Exploring Missing Modality in Multimodal Egocentric Datasets
Merey Ramazanova, Alejandro Pardo, Humam Alwassel, Bernard Ghanem
TL;DR
This work tackles missing modalities in multimodal egocentric video understanding by introducing the Missing Modality Token (MMT), a learnable representation for absent inputs integrated into a Multimodal Bottleneck Transformer backbone. By training with modal-incomplete data and a random-replace strategy, MMT substantially mitigates test-time performance drops caused by missing modalities across Ego4D, Epic-Kitchens, and Epic-Sounds, reducing the drop from about 30 to roughly 10 percentage points at high missingness. The authors provide thorough ablations on fusion layer placement, training data composition, and comparisons to baselines and prompts-based methods, demonstrating robust performance under various incomplete-signal scenarios, including when both modalities are missing. Overall, the approach enables more resilient audiovisual egocentric models suitable for privacy, efficiency, and hardware-challenged real-world settings, with clear guidance on when and how to deploy MMT across datasets.
Abstract
Multimodal video understanding is crucial for analyzing egocentric videos, where integrating multiple sensory signals significantly enhances action recognition and moment localization.
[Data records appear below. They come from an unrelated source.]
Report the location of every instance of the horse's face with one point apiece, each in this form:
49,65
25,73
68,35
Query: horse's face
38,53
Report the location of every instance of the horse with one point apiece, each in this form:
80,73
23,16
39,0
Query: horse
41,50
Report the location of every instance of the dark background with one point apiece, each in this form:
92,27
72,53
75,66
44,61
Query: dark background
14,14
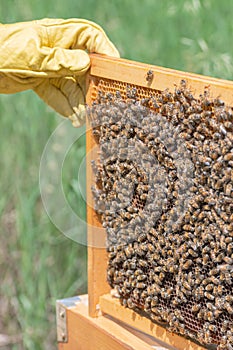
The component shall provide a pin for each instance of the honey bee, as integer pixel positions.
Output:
(149, 76)
(228, 308)
(195, 308)
(187, 264)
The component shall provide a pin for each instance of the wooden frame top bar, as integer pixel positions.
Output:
(135, 73)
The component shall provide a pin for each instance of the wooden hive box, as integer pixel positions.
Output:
(113, 74)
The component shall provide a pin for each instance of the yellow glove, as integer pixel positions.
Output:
(50, 56)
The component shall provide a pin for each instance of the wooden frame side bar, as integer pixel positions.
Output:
(97, 255)
(111, 306)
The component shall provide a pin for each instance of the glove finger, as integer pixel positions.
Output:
(63, 62)
(65, 96)
(78, 34)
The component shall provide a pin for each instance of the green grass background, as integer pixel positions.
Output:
(37, 263)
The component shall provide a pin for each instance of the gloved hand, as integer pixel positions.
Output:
(50, 56)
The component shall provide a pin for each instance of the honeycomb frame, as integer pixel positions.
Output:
(112, 74)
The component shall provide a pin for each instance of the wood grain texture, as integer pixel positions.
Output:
(111, 306)
(97, 256)
(135, 73)
(87, 333)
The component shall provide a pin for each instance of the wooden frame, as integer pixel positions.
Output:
(133, 73)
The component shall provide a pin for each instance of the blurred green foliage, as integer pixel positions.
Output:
(37, 263)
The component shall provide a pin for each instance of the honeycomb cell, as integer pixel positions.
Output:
(164, 194)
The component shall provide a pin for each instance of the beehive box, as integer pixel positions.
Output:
(160, 228)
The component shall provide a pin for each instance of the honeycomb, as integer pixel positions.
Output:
(164, 193)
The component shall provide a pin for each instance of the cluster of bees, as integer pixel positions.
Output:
(164, 192)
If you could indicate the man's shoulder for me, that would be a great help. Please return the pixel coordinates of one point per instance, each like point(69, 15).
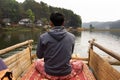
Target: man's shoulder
point(44, 34)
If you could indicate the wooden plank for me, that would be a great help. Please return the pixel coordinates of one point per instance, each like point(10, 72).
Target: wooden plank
point(102, 69)
point(19, 62)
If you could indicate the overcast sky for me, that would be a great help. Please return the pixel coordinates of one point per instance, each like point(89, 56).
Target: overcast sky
point(89, 10)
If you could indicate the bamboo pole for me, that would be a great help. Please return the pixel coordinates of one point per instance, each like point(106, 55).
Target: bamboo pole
point(3, 51)
point(113, 54)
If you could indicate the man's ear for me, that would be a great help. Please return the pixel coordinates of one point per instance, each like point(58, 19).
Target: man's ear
point(63, 24)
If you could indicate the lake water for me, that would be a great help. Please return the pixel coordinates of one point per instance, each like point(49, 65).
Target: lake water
point(110, 40)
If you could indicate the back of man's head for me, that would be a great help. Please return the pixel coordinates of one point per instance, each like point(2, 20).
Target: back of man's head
point(57, 19)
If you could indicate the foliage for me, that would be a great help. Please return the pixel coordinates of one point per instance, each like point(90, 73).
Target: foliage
point(38, 11)
point(30, 15)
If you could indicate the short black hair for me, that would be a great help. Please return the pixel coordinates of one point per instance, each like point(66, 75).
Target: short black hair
point(57, 18)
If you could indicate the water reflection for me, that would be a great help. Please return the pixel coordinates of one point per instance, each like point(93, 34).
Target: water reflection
point(106, 39)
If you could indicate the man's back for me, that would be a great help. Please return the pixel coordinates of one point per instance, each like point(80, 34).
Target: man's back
point(57, 46)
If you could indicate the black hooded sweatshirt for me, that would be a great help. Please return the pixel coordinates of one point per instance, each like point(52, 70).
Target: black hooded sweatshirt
point(56, 47)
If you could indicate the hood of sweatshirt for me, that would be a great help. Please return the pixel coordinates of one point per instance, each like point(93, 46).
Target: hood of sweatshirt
point(58, 32)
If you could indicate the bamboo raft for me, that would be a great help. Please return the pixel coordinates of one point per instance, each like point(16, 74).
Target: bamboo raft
point(21, 62)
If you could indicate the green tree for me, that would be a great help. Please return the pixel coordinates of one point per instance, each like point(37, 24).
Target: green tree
point(30, 15)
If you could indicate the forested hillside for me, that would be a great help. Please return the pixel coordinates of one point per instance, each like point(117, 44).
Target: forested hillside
point(41, 11)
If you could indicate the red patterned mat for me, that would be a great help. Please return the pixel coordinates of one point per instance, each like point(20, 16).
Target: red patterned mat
point(32, 74)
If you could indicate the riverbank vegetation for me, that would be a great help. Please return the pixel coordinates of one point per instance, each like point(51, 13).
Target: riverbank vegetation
point(11, 12)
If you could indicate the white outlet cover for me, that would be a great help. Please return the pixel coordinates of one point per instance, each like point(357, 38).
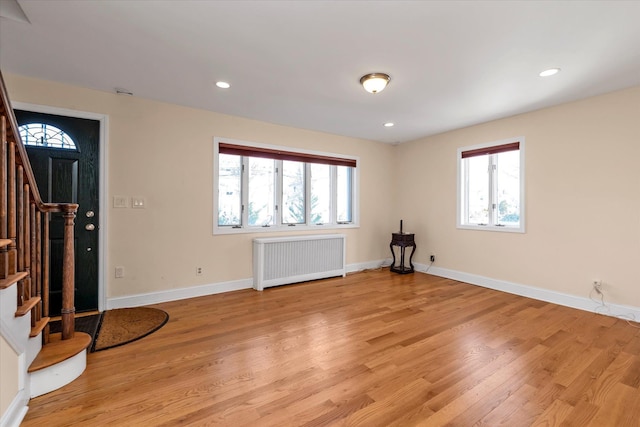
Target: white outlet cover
point(120, 202)
point(138, 202)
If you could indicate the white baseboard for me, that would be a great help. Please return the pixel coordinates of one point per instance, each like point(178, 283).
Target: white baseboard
point(361, 266)
point(138, 300)
point(568, 300)
point(178, 294)
point(16, 411)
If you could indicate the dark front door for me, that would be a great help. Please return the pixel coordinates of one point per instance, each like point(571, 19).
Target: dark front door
point(65, 162)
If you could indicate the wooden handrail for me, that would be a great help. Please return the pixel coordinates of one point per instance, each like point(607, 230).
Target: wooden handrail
point(24, 219)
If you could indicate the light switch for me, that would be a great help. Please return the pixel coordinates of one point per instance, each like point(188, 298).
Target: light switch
point(138, 202)
point(119, 272)
point(119, 202)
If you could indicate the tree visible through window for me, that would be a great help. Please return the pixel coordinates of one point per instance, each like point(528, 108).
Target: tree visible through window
point(269, 187)
point(44, 135)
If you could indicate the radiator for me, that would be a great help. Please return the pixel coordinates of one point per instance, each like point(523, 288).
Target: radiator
point(284, 260)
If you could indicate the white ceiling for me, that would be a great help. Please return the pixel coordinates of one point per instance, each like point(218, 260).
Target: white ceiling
point(297, 63)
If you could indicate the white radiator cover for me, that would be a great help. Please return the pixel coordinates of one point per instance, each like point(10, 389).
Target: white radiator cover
point(284, 260)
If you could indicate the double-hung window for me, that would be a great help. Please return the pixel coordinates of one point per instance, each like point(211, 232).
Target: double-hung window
point(491, 186)
point(268, 188)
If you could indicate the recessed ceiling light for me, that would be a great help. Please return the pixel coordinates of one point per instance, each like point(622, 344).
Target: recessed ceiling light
point(375, 82)
point(549, 72)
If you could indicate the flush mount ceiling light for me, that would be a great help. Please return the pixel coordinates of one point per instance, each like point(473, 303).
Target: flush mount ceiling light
point(549, 72)
point(375, 82)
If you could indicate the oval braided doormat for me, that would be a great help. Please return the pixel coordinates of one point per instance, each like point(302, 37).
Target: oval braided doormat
point(124, 325)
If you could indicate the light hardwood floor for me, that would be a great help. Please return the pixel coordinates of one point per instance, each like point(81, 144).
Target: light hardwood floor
point(372, 349)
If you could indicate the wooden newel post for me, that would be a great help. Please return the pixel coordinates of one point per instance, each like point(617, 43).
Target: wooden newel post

However, practical applications often grapple with incomplete modalities due to factors like privacy concerns, efficiency demands, or hardware malfunctions. Addressing this, our study delves into the impact of missing modalities on egocentric action recognition, particularly within transformer-based models. We introduce a novel concept -Missing Modality Token (MMT)-to maintain performance even when modalities are absent, a strategy that proves effective in the Ego4D, Epic-Kitchens, and Epic-Sounds datasets. Our method mitigates the performance loss, reducing it from its original $\sim 30\%$ drop to only $\sim 10\%$ when half of the test set is modal-incomplete. Through extensive experimentation, we demonstrate the adaptability of MMT to different training scenarios and its superiority in handling missing modalities compared to current methods. Our research contributes a comprehensive analysis and an innovative approach, opening avenues for more resilient multimodal systems in real-world settings.